Taviano had a bad, bad feeling in his gut. He’d learned never to ignore that warning, and the moment it was confirmed that all attackers were down, he turned and ran back down the alley to the entrance of Giordano’s. Emmanuelle hadn’t looked good. He hoped his radar wasn’t going off because of her. He heard footsteps running behind him, glanced over his shoulder as he yanked open the door and recognized Val Saldi. Great. Half the Saldis followed, including Val’s bodyguard and cousin, Dario.
Shaking his head, Taviano bent over Emmanuelle. “Got half the enemy right in this room, bella. Probably thanks to the prince’s fixation with you.” He whispered it to her, but he was really inspecting every inch of her. Her shoulder looked bad. Painful. She’d need an orthopedic surgeon, but the wound wasn’t life-threatening. He looked around, his uneasiness growing. “Where’s Giovanni?”
“Shooter across the street,” Emmanuelle whispered back, her voice hoarse. “On the roof.”
She hadn’t even gotten upset over him calling Val “prince,” or him saying their enemy, a family with a long-standing feud against them, had a fixation about her. She was hurting bad and that was more than worrisome.
He glanced to the front of the shop. He just couldn’t shake the feeling. “Has Ricco checked in?” He was already moving. He didn’t know why, but he couldn’t stay in that room with the smell of his sister’s blood and the sight of her beautiful face twisted in pain. There were others in the front of the shop, his people, but he couldn’t stay there. He had to go. Be somewhere. The feeling was so urgent, he nearly caught a shadow right in front of everyone. At the last minute, he took off running again out the back door.
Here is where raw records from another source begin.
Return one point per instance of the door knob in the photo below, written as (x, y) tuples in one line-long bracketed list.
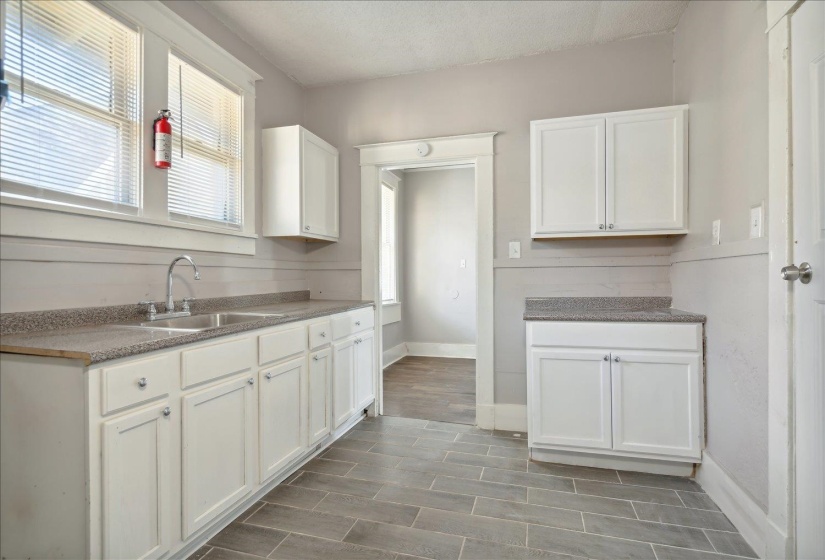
[(803, 273)]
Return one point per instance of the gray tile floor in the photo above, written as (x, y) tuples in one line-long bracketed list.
[(400, 488)]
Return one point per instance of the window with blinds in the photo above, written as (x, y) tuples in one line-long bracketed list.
[(70, 132), (205, 178), (389, 247)]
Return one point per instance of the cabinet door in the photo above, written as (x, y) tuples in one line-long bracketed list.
[(320, 393), (219, 446), (137, 484), (365, 370), (567, 176), (320, 186), (343, 381), (570, 398), (282, 401), (656, 407), (646, 170)]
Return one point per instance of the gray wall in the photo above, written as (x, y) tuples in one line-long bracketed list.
[(37, 274), (721, 71), (502, 96), (438, 231)]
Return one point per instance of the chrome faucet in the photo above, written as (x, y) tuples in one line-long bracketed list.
[(170, 303)]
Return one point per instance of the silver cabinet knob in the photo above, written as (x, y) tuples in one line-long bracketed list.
[(804, 273)]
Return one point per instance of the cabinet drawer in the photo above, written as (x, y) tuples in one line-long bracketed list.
[(280, 345), (319, 335), (641, 336), (353, 322), (206, 363), (136, 382)]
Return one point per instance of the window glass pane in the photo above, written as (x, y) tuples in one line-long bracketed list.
[(205, 182), (70, 131)]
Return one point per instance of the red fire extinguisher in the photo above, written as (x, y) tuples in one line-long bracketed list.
[(162, 139)]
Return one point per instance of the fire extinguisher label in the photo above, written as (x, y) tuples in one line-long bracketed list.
[(163, 148)]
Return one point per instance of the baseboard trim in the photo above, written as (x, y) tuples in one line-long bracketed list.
[(441, 350), (745, 514), (394, 354)]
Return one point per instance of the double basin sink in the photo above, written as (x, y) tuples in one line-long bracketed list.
[(204, 322)]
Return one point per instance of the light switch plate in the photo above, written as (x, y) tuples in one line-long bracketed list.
[(756, 221), (515, 249)]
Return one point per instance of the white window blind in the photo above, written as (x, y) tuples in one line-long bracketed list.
[(205, 182), (70, 132), (389, 249)]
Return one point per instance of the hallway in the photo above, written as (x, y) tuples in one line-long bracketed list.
[(441, 389)]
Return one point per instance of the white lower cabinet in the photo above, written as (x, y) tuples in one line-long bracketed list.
[(281, 415), (219, 448), (136, 487), (628, 390)]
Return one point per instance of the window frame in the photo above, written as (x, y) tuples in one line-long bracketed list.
[(161, 31)]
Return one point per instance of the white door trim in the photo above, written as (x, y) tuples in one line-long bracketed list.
[(475, 149)]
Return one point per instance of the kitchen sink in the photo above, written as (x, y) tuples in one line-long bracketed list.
[(196, 323)]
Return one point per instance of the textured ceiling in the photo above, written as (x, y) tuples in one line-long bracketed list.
[(320, 43)]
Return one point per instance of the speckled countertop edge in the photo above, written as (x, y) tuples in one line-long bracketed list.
[(52, 342), (608, 309)]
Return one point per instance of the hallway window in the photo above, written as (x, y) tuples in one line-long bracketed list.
[(389, 246)]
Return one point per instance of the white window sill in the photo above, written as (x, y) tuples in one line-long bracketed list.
[(20, 217), (390, 312)]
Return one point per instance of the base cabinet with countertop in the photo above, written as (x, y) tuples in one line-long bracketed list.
[(152, 454)]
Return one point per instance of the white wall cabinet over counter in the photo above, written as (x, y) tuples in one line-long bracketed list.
[(613, 174), (148, 456), (615, 390), (300, 185)]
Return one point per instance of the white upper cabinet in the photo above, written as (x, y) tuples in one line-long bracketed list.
[(611, 174), (300, 185)]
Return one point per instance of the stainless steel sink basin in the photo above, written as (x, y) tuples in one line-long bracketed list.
[(196, 323)]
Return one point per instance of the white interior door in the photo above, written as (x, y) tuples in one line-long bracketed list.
[(567, 176), (808, 101), (570, 398)]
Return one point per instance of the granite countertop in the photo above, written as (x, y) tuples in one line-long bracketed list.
[(93, 335), (608, 309)]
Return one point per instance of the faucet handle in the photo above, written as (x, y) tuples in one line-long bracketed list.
[(152, 309)]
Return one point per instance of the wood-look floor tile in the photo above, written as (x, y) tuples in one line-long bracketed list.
[(673, 535), (625, 492), (589, 546), (360, 457), (699, 518), (339, 484), (295, 496), (294, 520), (405, 540), (426, 498), (529, 513), (570, 471), (435, 467), (463, 525), (486, 461), (250, 539), (478, 488), (527, 479), (311, 548), (730, 543), (591, 504), (393, 476), (364, 508)]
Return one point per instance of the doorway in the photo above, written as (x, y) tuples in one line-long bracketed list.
[(472, 150), (428, 292)]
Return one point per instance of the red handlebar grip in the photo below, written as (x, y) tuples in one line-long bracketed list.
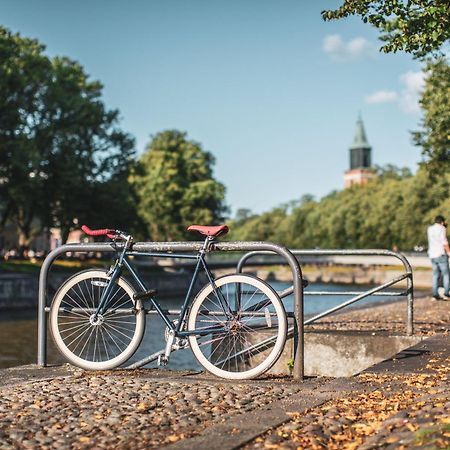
[(102, 232)]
The moment he was alone, he caught the first shadow leading up over the roof. As he was hurtled along, he searched the buildings across the street he was heading for. He saw his brother coming up behind the sniper. Something else. Something he was missing. Then he saw it and his heart stopped. He jumped from one shadow to the next, desperate to get there before it was too late – already knowing it was. Heart in his throat, he gained the roof where his brother stalked the sniper.
“Shooter, shooter!” he shouted. “Move now!” He hurtled himself across the roof, yelling at Giovanni as he did so.
Giovanni had already applied the pressure necessary, snapping the neck even as he turned toward the sound of his brother’s voice and then dove. There was no cover, only the shadow, and it was several feet away. A bullet tore through his left thigh, dropping him to the rooftop just a foot from his destination. It hurt like a mother, and blood geysered up like a fountain.
Taviano reached out and yanked both of his brother’s arms, dragging him into the shadow as a second bullet tore through Giovanni’s calf. Taviano wrapped his arms around him and slid through the tube, gaining the necessary speed. The sniper above them, shooting from two buildings away, peppered the shadows as if he knew they were using them to escape.
Giovanni bit down hard to keep from screaming. He tried to apply pressure to his leg, but the magnetic effect of the tube was too strong to do anything but let it take him. Blood flew all around them, leaving a trail and coloring Taviano’s shirt red. It didn’t stop his brother; Taviano took them right to the front door of the butcher shop. He halted, shifted Giovanni to his shoulder, yanked the door open and rushed inside.